Résumé Coprof d'après la source citée. Les chiffres proviennent de l'étude originale.

Peu de sujets divisent autant les salles des profs et les cuisines familiales que les devoirs. Cooper, Robinson et Patall ont synthétisé la recherche américaine menée sur la question depuis 1987. Leur résultat le plus utile pour le primaire n'est pas celui qu'on cite d'habitude.

Ce que dit l'étude

Les auteurs regroupent les travaux selon quatre types de devis de recherche. Vue d'ensemble, ils trouvent des indices « globalement cohérents » d'une influence positive des devoirs sur la réussite — c'est le résultat que tout le monde retient.

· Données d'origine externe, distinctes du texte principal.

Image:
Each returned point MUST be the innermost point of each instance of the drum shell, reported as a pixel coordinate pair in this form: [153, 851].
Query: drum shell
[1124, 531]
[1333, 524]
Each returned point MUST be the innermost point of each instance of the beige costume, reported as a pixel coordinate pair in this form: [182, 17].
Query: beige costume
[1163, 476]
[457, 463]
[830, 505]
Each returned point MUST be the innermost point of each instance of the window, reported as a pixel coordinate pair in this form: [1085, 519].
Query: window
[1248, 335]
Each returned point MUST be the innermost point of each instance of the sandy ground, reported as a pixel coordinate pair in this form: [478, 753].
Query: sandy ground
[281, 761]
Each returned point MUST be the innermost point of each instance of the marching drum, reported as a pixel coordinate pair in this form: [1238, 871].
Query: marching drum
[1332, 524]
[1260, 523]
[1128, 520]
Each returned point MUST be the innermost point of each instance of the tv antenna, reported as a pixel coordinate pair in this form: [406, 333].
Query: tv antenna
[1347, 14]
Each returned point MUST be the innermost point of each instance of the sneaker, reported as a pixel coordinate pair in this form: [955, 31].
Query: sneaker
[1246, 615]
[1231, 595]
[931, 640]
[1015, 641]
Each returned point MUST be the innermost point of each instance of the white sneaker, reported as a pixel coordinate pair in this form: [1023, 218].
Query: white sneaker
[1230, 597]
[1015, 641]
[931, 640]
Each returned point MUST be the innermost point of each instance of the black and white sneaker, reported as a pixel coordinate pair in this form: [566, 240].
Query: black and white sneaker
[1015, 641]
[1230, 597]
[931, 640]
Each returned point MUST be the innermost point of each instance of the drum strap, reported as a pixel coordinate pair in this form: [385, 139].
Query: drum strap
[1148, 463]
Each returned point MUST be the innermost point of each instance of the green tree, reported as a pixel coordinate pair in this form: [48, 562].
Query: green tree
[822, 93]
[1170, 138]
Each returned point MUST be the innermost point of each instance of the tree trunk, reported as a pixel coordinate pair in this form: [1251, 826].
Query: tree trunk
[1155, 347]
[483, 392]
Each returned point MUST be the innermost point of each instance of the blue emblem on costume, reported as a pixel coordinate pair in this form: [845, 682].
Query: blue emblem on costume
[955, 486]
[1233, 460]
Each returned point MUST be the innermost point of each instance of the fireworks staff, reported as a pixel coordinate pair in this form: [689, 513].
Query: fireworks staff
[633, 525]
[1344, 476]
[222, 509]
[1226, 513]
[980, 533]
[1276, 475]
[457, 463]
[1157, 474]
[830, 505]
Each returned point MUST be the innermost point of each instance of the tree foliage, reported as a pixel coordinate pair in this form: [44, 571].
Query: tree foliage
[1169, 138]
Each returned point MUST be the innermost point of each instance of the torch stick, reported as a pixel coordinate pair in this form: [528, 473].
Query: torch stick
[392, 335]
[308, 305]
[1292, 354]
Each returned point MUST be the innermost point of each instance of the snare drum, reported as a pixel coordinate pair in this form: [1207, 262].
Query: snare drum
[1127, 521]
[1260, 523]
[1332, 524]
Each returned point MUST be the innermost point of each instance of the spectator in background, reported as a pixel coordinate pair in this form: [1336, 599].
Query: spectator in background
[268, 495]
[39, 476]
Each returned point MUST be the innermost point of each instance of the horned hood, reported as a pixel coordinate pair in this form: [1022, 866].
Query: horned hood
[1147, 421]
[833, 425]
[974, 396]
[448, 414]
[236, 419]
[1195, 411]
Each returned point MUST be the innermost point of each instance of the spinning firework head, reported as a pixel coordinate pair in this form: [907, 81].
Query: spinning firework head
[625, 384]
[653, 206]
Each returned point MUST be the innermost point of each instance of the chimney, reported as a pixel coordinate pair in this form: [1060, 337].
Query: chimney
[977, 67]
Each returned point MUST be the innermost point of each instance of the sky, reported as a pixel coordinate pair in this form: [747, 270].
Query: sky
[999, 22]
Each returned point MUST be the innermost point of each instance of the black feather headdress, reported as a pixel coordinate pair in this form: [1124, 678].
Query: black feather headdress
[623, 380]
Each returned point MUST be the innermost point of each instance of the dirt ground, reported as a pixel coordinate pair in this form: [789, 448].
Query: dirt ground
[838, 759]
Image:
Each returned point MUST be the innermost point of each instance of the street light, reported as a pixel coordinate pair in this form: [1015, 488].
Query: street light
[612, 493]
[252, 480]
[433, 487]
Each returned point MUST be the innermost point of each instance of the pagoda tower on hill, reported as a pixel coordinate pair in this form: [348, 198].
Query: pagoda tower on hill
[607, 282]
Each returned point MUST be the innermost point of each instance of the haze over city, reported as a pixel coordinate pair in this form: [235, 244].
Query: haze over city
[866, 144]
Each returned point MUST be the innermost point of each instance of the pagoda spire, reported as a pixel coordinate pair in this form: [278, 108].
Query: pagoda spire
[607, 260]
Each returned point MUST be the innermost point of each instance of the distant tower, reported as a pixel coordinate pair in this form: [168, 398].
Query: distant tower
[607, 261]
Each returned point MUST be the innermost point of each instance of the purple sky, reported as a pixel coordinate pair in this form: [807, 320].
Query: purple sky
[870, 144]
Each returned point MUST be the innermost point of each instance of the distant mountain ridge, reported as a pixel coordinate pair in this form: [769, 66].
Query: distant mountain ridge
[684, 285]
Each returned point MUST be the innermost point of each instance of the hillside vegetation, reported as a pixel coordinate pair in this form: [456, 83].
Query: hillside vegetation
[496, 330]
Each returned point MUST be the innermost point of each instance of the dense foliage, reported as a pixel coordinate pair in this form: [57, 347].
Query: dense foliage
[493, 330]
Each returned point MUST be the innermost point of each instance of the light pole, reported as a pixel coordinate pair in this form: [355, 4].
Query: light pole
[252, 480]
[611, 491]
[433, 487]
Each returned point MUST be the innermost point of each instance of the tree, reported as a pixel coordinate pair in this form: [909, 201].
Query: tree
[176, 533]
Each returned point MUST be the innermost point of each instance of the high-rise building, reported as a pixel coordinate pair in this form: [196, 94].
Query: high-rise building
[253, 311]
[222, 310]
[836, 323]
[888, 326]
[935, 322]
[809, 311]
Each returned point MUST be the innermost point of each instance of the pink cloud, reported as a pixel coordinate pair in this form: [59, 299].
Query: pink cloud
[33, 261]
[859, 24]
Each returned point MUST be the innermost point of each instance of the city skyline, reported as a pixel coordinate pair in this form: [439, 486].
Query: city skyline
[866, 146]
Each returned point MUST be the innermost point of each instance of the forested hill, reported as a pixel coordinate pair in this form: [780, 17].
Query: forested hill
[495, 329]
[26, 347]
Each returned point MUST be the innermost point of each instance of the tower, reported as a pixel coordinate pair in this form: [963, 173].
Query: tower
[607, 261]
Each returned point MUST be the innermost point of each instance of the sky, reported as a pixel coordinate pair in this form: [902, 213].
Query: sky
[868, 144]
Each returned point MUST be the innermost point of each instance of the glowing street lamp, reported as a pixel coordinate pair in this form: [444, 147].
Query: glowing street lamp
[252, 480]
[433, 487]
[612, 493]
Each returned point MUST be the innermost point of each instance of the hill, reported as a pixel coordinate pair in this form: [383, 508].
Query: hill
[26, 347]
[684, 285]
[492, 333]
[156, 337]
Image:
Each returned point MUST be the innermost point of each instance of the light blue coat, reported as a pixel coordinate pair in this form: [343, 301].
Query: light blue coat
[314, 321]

Mais une interaction avec le niveau scolaire traverse toute la synthèse. Parmi les études rapportant de simples corrélations entre temps de devoirs et réussite, le lien est nettement plus fort de la 7e à la 12e année qu'au primaire. Chiffré : environ 0,20 au secondaire, contre environ 0,05 au primaire. Et, au primaire, cette corrélation n'est pas statistiquement différente de zéro.

Le même contraste réapparaît d'une analyse à l'autre, y compris quand on change la façon d'estimer l'erreur. Ce n'est pas un accident de calcul.

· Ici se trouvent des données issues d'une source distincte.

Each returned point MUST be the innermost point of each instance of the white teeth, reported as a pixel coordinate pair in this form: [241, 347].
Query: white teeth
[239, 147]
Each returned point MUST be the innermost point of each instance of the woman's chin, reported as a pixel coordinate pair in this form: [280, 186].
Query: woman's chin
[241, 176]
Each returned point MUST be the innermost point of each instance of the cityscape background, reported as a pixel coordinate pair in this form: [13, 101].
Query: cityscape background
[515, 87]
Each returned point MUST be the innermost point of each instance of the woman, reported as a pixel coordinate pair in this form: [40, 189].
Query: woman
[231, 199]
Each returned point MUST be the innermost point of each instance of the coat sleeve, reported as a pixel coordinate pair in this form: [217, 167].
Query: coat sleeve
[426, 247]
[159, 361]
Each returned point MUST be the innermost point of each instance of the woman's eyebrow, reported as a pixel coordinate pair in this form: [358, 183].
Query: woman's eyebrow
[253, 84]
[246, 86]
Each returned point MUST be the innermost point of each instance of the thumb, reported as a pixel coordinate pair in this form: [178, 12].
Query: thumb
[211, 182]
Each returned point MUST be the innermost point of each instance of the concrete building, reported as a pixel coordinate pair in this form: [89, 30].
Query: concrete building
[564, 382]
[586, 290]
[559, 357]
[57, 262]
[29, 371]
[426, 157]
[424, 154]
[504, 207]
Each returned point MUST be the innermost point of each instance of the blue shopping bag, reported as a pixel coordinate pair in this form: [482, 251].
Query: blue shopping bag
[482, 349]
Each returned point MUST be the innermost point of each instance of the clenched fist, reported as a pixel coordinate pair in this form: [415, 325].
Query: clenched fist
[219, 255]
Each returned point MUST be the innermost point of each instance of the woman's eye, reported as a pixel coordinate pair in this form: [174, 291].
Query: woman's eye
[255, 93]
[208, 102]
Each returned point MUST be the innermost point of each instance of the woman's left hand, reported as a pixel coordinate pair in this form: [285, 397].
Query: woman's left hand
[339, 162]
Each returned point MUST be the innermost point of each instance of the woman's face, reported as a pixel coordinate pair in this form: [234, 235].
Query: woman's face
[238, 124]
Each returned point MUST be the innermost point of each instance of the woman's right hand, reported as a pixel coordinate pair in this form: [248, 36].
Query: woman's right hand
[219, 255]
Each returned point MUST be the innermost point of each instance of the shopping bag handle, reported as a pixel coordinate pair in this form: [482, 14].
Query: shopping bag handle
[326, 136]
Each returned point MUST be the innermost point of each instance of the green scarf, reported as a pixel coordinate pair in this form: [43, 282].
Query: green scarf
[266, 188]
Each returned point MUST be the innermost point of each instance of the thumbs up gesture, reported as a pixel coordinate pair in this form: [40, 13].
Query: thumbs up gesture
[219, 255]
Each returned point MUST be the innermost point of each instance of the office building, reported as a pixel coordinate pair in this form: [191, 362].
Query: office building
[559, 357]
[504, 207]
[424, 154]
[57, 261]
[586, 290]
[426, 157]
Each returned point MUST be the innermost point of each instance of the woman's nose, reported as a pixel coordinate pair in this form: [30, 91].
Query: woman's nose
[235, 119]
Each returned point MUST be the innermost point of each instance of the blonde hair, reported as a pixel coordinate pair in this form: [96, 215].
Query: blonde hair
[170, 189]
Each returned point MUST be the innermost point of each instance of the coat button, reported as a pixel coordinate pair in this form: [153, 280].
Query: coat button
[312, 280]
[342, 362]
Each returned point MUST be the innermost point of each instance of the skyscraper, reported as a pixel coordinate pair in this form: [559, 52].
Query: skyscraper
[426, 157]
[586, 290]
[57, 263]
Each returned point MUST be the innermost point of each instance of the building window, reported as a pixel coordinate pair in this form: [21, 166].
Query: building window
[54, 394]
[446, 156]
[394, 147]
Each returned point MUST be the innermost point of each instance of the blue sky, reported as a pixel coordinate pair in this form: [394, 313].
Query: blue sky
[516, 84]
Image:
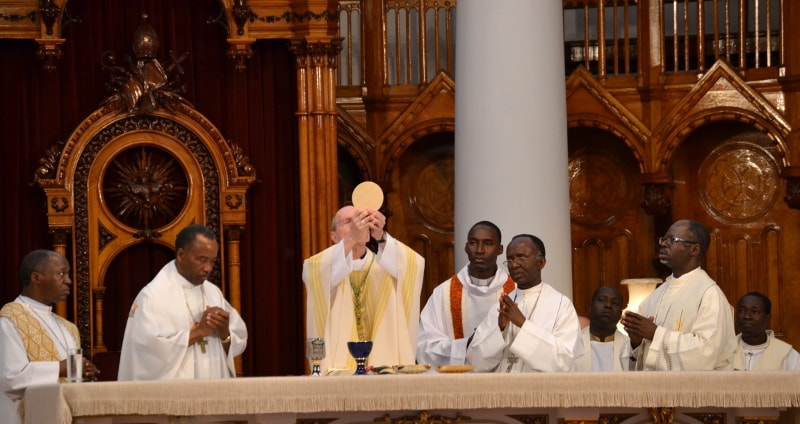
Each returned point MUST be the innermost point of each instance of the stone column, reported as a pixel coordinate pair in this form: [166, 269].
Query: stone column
[511, 127]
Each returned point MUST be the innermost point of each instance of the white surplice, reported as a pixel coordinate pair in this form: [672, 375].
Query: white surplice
[18, 372]
[695, 327]
[155, 346]
[548, 341]
[436, 343]
[602, 356]
[391, 280]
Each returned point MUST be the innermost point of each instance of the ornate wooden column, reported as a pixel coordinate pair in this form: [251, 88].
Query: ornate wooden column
[791, 86]
[61, 238]
[233, 267]
[316, 123]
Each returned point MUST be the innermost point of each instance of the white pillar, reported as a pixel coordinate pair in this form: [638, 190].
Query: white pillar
[511, 127]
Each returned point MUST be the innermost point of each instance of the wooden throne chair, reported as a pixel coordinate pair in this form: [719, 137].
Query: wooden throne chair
[126, 181]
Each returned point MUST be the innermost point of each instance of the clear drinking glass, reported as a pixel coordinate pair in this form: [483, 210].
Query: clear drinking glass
[315, 352]
[75, 365]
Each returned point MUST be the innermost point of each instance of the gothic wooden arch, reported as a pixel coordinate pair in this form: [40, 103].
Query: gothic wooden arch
[407, 138]
[134, 173]
[671, 140]
[613, 127]
[148, 149]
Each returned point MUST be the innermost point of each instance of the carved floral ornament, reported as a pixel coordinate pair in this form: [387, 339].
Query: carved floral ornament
[40, 20]
[245, 21]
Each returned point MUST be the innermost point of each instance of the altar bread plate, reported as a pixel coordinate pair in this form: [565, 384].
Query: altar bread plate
[412, 369]
[454, 368]
[368, 195]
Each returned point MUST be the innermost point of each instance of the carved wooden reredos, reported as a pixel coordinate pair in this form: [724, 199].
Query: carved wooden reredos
[136, 171]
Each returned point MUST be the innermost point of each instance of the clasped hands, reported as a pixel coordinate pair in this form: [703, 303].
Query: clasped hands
[214, 320]
[638, 327]
[369, 220]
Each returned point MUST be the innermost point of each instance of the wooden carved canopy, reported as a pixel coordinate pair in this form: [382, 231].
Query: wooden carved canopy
[136, 171]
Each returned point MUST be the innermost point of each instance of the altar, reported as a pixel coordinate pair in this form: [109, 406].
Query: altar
[554, 398]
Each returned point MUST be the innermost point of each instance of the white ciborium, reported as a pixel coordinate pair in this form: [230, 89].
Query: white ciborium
[638, 289]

Trois précautions à garder

D'abord, il s'agit de corrélations. Elles disent que le temps de devoirs et la réussite varient ensemble — ou pas —, jamais que l'un cause l'autre. Un élève en difficulté peut passer plus de temps sur ses devoirs parce qu'il est en difficulté, ce qui suffit à brouiller le lien.

Ensuite, les auteurs sont explicites : toutes les études examinées, quel que soit leur devis, présentaient des défauts de conception. La synthèse dessine une tendance, pas une mesure de précision.

Enfin, « peu lié à la réussite » ne veut pas dire « sans valeur ». Un devoir au primaire peut servir à installer une routine, à donner de la visibilité aux parents, ou à reprendre une notion précise. Ce que l'étude conteste, c'est l'équation entre temps passé et rendement scolaire à cet âge.

En pratique

La conclusion raisonnable pour une classe du primaire n'est pas de supprimer les devoirs, mais de cesser de les mesurer en minutes. Un devoir court et ciblé sur une reprise précise a plus de sens qu'un volume à remplir. Et quand la question revient à la rencontre de parents — « est-ce qu'il en a assez ? » —, cette synthèse donne une réponse défendable : au primaire, ce n'est pas la durée qui fait la différence.

Résumé Coprof d'après Cooper, Robinson & Patall (2006), Review of Educational Research.

En classe

  • Au primaire, juge un devoir à ce qu'il fait travailler, pas au temps qu'il occupe : allonger la durée n'est pas ce qui paie.
  • Garde les devoirs courts et ciblés sur une reprise précise plutôt que sur un volume à remplir.
  • Quand tu expliques ta pratique aux parents, parle de régularité et de sens, pas de minutes.